L’issue des conflits en Syrie dépend largement de la réussite d’une transition inclusive, négociée avec discernement entre les parties prenantes et les acteurs régionaux impliqués. La prise du pouvoir par la formation jihadiste dirigée par Ahmed al-Joulani ouvre un long processus avant toute validation de son projet de reconstruction nationale. La conquête de Damas ne confère aucune légitimité nationale sans un passage obligé par des négociations avec les minorités ethno-nationales, une réflexion sur les choix de culture politique et institutionnelle, et une prise en compte des enjeux sécuritaires dans une région profondément déstabilisée, soumise à des politiques de partage impérial et sécuritaire. L’administration américaine s’efforce d’élaborer une équation sécuritaire et géostratégique négociée sous son égide, selon ses propres mécanismes d’arbitrage.

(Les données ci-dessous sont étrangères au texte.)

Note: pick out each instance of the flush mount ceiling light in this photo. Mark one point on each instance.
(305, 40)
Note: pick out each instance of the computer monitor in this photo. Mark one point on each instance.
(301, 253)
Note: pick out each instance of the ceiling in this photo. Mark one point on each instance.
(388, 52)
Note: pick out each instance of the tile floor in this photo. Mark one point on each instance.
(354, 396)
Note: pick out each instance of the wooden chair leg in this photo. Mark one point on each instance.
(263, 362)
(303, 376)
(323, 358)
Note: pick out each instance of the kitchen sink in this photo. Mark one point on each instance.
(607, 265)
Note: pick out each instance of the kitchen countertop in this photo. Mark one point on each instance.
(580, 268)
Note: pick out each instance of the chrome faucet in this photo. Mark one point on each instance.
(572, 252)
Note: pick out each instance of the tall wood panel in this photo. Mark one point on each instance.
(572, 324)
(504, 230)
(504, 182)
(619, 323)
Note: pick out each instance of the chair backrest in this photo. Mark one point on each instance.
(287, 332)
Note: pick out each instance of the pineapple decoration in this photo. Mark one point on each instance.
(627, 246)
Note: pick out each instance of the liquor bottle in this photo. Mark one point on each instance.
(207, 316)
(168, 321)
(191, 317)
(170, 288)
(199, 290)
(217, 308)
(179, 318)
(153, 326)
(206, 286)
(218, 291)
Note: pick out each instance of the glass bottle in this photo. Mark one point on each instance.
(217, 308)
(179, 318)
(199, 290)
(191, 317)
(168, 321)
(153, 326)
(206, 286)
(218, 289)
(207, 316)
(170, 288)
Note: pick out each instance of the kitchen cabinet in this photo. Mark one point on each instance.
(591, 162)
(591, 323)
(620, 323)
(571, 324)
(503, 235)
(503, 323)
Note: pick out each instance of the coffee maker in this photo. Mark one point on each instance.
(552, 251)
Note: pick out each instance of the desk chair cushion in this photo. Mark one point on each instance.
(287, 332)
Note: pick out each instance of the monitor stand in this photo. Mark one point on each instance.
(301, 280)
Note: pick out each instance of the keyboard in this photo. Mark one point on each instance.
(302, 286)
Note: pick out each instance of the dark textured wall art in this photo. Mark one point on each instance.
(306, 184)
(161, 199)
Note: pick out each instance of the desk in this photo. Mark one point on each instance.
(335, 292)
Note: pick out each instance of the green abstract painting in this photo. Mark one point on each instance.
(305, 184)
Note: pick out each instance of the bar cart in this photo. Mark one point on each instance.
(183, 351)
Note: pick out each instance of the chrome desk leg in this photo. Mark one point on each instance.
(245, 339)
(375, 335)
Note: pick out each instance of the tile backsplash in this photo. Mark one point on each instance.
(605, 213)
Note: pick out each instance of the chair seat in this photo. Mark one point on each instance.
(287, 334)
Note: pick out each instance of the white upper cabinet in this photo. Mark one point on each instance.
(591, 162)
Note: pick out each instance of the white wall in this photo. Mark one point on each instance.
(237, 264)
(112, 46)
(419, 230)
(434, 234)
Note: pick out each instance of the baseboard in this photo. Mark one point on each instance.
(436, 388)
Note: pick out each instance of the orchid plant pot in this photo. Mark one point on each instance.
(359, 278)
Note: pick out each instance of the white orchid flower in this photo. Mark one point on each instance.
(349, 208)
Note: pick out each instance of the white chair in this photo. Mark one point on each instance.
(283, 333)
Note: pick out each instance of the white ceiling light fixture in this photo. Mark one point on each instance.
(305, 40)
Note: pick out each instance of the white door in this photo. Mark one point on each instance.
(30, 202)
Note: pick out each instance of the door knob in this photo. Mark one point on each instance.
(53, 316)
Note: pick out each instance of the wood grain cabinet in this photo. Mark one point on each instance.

Les politiques concurrentielles ne pourront aboutir sans reconnaissance des nouvelles réalités géostratégiques induites par la contre-offensive israélienne, sans négociation des nouvelles lignes de démarcation sécuritaires, sans prise en compte des variables ethno-nationales et sans définition claire des paramètres d’une Realpolitik assumée. Les interfaces syro-irakiennes, le désarmement des milices chiites et l’avenir de la confédération irakienne constituent des enjeux déterminants pour toute transition réussie et toute stabilisation géopolitique durable. Toute entorse aux règles de gouvernance d’une réalité aussi complexe et mouvante conduira inévitablement à un scénario de chaos institutionnalisé et de guerres civiles latentes.

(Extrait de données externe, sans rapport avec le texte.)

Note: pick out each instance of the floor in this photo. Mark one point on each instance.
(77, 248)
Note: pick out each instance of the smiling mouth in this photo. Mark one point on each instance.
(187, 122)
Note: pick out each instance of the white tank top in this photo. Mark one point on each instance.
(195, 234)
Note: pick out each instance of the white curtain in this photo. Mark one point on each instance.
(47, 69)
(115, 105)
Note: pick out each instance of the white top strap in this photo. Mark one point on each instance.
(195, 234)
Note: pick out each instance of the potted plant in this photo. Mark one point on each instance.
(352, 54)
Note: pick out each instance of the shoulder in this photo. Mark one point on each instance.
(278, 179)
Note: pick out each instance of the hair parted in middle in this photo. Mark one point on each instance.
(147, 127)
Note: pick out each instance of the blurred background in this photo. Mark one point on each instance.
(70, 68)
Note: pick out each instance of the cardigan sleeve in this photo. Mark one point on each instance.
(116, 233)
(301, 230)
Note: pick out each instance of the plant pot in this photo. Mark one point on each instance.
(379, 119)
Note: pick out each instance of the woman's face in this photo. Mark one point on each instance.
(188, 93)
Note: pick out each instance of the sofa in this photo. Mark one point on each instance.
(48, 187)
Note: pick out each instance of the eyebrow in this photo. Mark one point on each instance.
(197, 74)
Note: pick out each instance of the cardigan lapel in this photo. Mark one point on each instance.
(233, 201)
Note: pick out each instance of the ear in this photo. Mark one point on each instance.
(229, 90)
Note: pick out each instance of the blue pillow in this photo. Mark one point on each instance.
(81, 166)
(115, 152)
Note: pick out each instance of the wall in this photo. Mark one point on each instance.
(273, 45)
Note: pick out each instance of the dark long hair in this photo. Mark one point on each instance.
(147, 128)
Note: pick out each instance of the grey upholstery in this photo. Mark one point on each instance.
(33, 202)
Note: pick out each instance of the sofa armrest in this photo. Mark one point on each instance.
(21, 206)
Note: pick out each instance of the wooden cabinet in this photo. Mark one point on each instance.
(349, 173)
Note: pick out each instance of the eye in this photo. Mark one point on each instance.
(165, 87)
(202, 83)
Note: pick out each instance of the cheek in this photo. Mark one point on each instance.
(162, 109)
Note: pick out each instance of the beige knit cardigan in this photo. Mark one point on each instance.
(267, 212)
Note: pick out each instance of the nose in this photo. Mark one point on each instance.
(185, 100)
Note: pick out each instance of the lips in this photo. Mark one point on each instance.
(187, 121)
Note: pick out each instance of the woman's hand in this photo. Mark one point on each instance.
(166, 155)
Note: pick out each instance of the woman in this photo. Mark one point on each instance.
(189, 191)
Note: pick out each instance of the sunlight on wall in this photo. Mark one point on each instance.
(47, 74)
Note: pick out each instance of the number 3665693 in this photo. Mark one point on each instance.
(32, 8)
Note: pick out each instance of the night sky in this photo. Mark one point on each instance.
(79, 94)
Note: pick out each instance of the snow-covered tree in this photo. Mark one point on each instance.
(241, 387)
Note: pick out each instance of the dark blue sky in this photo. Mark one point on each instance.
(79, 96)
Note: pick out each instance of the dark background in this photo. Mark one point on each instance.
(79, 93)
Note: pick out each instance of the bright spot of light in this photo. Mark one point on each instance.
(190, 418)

Le contexte palestinien demeure, à ce stade, étroitement conditionné par l’issue de la situation à Gaza et par son impact sur l’évolution globale du conflit israélo-palestinien. Les illusions nourries par le Hamas, alimentées par la politique de revanche iranienne, devraient se dissiper dans les semaines à venir, désormais qu’Israël dispose d’une liberté d’action accrue. Les Palestiniens sont confrontés à l’urgence de régler la question de la gouvernance de Gaza, de convaincre le Hamas de la nécessité de son retrait du territoire et de leur participation à la coalition internationale envisagée à cette fin. La prééminence de la logique militante, et son instrumentalisation par des politiques de puissance et des cooptations idéologiques islamo-gauchistes, produisent des effets pervers aux conséquences incalculables, allant de la reprise des hostilités à la destruction des perspectives de reconstruction, avec un coût humain dévastateur.

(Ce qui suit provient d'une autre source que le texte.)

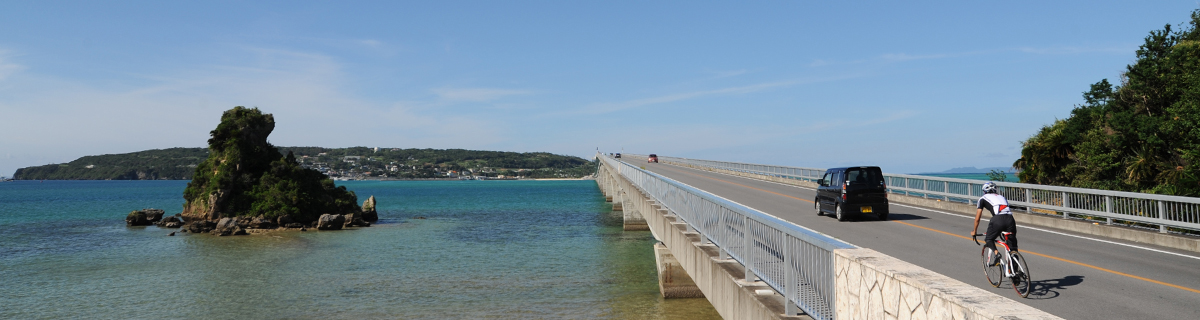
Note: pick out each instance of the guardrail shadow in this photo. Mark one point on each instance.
(1049, 289)
(893, 216)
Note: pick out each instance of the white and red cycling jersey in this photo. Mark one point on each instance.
(995, 203)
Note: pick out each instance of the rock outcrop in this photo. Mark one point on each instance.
(369, 212)
(143, 217)
(199, 227)
(330, 222)
(227, 227)
(171, 222)
(247, 176)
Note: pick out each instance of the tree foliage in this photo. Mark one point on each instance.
(1140, 136)
(245, 175)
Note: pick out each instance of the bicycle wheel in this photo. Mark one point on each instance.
(1021, 281)
(995, 273)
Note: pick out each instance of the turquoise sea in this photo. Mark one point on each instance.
(499, 249)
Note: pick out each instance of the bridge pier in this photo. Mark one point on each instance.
(633, 217)
(673, 281)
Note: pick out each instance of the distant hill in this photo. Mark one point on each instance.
(179, 163)
(175, 163)
(976, 170)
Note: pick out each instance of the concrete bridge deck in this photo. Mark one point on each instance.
(1078, 276)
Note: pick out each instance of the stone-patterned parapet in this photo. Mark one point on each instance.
(874, 285)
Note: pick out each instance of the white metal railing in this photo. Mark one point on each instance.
(795, 260)
(1162, 211)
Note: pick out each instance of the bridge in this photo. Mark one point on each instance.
(741, 234)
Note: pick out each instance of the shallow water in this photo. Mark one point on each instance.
(485, 249)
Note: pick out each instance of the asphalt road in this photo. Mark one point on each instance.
(1075, 276)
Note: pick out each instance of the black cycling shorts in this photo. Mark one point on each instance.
(1001, 223)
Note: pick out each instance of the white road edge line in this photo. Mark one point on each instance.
(957, 215)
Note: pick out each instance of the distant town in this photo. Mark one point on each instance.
(387, 167)
(343, 163)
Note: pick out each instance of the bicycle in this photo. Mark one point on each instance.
(1013, 266)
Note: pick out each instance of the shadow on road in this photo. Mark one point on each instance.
(1049, 288)
(893, 216)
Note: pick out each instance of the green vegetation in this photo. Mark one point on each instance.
(177, 163)
(432, 163)
(245, 175)
(1141, 136)
(363, 163)
(997, 175)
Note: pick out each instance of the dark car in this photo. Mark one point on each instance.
(852, 191)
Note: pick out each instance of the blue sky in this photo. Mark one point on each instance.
(909, 86)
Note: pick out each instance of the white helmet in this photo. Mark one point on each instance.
(989, 187)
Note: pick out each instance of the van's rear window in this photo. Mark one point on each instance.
(864, 175)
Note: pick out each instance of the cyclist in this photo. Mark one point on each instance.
(1001, 219)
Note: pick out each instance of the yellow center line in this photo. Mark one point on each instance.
(1069, 261)
(940, 231)
(744, 186)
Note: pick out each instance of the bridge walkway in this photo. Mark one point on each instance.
(1119, 281)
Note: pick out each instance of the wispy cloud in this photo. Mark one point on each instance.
(604, 108)
(475, 94)
(6, 66)
(51, 119)
(903, 56)
(1069, 49)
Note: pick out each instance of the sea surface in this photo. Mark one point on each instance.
(442, 249)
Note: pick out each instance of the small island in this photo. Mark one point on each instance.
(246, 183)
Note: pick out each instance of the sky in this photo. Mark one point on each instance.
(912, 86)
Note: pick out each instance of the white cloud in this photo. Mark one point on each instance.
(475, 94)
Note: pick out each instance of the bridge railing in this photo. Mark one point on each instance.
(1162, 212)
(795, 260)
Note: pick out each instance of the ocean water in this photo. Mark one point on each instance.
(493, 249)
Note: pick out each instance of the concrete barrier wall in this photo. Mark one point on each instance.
(1087, 228)
(718, 279)
(874, 285)
(869, 284)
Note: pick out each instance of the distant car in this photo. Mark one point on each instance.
(853, 191)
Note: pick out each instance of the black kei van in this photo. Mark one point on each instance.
(857, 191)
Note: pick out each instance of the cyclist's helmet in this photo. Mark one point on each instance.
(990, 187)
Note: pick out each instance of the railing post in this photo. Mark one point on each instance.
(1029, 198)
(724, 228)
(946, 189)
(747, 240)
(1108, 207)
(1162, 216)
(789, 278)
(1066, 204)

La fin du long intermède iranien constitue une question lancinante, dont l’issue approche, que ce soit par la voie diplomatique ou par celle des armes. Le pourrissement interne de la société iranienne semble atteindre un point de non-retour, tandis que la destruction de ses plateformes opérationnelles revient au premier plan. Le Proche-Orient et ses sociétés sont en quête de déblocage afin d’éviter le cycle des guerres récurrentes et de pouvoir enfin s’atteler aux défis vitaux liés à l’eau, au changement climatique, à la pauvreté et au développement économique — autant de facteurs étroitement liés à leur avenir et aux équilibres géopolitiques désormais fragmentés.